Configuration: Input and Output handling

Introduction

CRAB handles insertion and extraction of code and files to and from the workernode the actual job is running in several ways. While there is only one standard handling of input, output has to be handled differently dependent on the output data volume.

CRAB uses per default the built in input and output capabilities of the GRID middleware.

  • Using the EGEE resource broker with the schedulers edg,glite,glitecoll, you will use the sandbox functionality of the resource broker. CRAB sends the user's input consisting of the packed user code and possible additional input files to the resource broker during submission. After job completion, CRAB retrieves the output from the resource broker. There is no direct communication between the user's machine and the target GRID farm, this is handled by the resource broker.
  • Using the OSG direct submisson, the local Condor scheduler communicates with the target GRID farm and takes care of input and output transportation. There is direct communication between the user's machine and the target GRID farm. This is the reason why the local Condor scheduler has to be running and connected to the network at all times during the job execution.

Please note that input and output sandboxes are limited to 100MB. If the input sandbox limit is exceeded, the job will fail to submit. If the output sandbox limit is exceeded, the output files will be truncated and can lead to corrupt output files. Standard output, standard error and logs are handled by CRAB automatically and count towards the 100 MB limit.

In the case of larger output, CRAB provides the possibility to stage out the output directly to a storage element. A rule of thumb: If the output contains a CMSSW root file with more than 10 events, please use the storage element output handling.

All output modes are described in the following.

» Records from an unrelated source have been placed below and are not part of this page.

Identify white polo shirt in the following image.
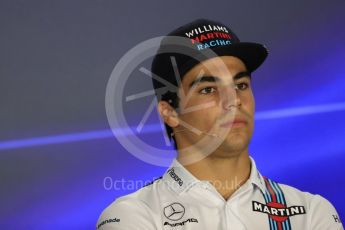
[96,158,343,230]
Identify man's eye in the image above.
[236,82,249,90]
[199,87,216,94]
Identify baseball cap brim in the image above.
[206,42,268,72]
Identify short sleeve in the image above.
[96,199,156,230]
[310,195,344,230]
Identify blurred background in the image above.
[0,0,345,229]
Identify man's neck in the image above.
[177,150,251,200]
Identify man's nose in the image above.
[221,85,241,110]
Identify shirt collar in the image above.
[162,157,266,194]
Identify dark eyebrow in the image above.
[189,71,251,88]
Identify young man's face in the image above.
[175,56,255,152]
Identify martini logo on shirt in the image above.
[163,202,199,227]
[253,201,306,222]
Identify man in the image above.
[97,19,343,230]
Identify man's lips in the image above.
[220,118,247,128]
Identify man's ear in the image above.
[157,101,179,128]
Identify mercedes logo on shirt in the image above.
[164,202,185,220]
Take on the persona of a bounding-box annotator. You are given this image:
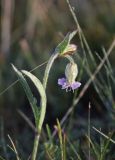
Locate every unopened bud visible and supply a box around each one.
[65,63,78,84]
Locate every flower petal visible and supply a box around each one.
[58,78,66,86]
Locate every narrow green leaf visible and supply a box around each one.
[56,30,77,55]
[12,65,39,124]
[22,70,47,132]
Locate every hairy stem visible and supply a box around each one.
[32,53,59,160]
[43,52,59,89]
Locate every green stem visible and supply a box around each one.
[32,134,40,160]
[43,52,59,89]
[65,55,75,63]
[32,53,59,160]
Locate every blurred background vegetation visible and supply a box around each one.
[0,0,115,159]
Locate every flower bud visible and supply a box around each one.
[65,63,78,84]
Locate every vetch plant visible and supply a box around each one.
[12,31,81,160]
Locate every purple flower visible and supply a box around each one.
[58,78,81,91]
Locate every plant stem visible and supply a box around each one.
[32,133,40,160]
[43,52,59,89]
[32,52,59,160]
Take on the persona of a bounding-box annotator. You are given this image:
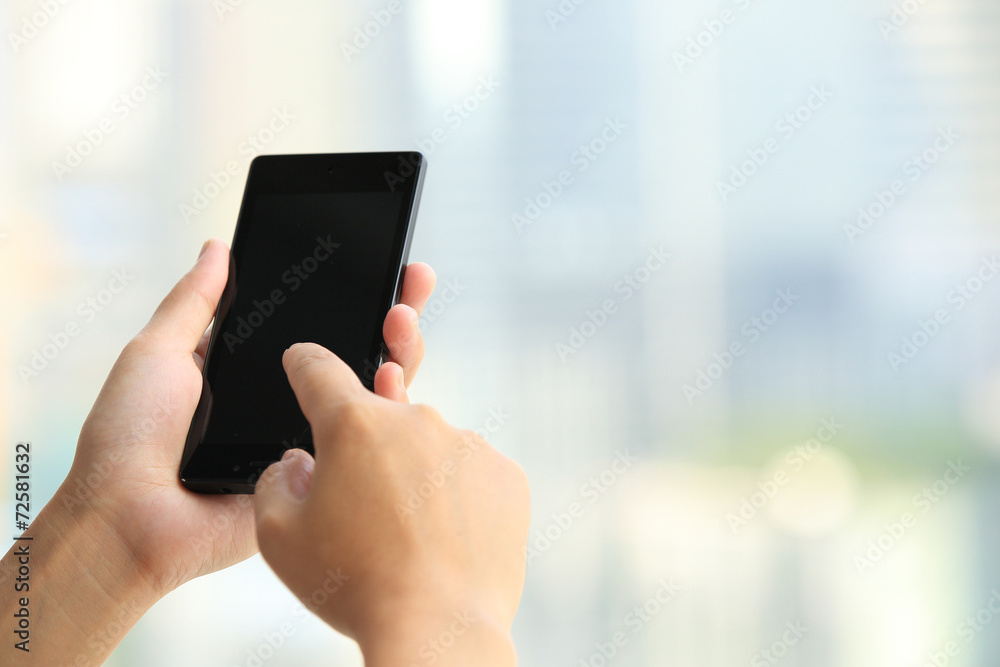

Default mode using the GRID middleware sandbox

All output files in addition to the standard output and error and logs are defined in the CRAB configuration file in the [CMSSW] section by defining the list of output files as a comma-separated list:

output_file            = output.root

To use the GRID middleware sanbox, set return_data in the [USER] section of the config file to true:

return_data = 1

Storage element mode

The storage element mode uses a specified GRID server called a storage element to store the output in a specified directory. This is useful to users who create large output files. To use this mode, set copy_data to true in the [USER] section:

copy_data = 1

and set return_data to false to prevent your sandbox from overflowing (you will still get your standard output and error from CRAB through your sandbox):

return_data = 0

Specify the address of the GRID server and the full path of the directory where your output should be stored. For example, a storage element at CERN using the srm protocol looks like:

storage_element = srm.cern.ch
storage_path = /srm/managerv1?SFN=/castor/cern.ch/user/u/username/subdir

An srm storage element at FNAL looks like:

storage_element = cmssrm.fnal.gov 
storage_path = /srm/managerv1?SFN=/resilient/username/subdir

You will need to get the storage_element and storage_path names from the server where you wish to send your data.

Your user account needs permission to access the server and write into that directory. Additionally, since your user information is not sent with CRAB jobs but your certificate proxy is, the directory must be group writeable (in this case, the group is cms). To set permissions at any site running dCache behind its storage element server (any OSG site such as FNAL), ssh to the site and use mkdir and chmod as normal. For example, at FNAL to use the resilient space writing not to tape:

mkdir /pnfs/cms/WAX/resilient/username/subdir
chmod +775 /pnfs/cms/WAX/resilient/username/subdir

replacing username with your username. Note that not all filesystem commands will work on dCache.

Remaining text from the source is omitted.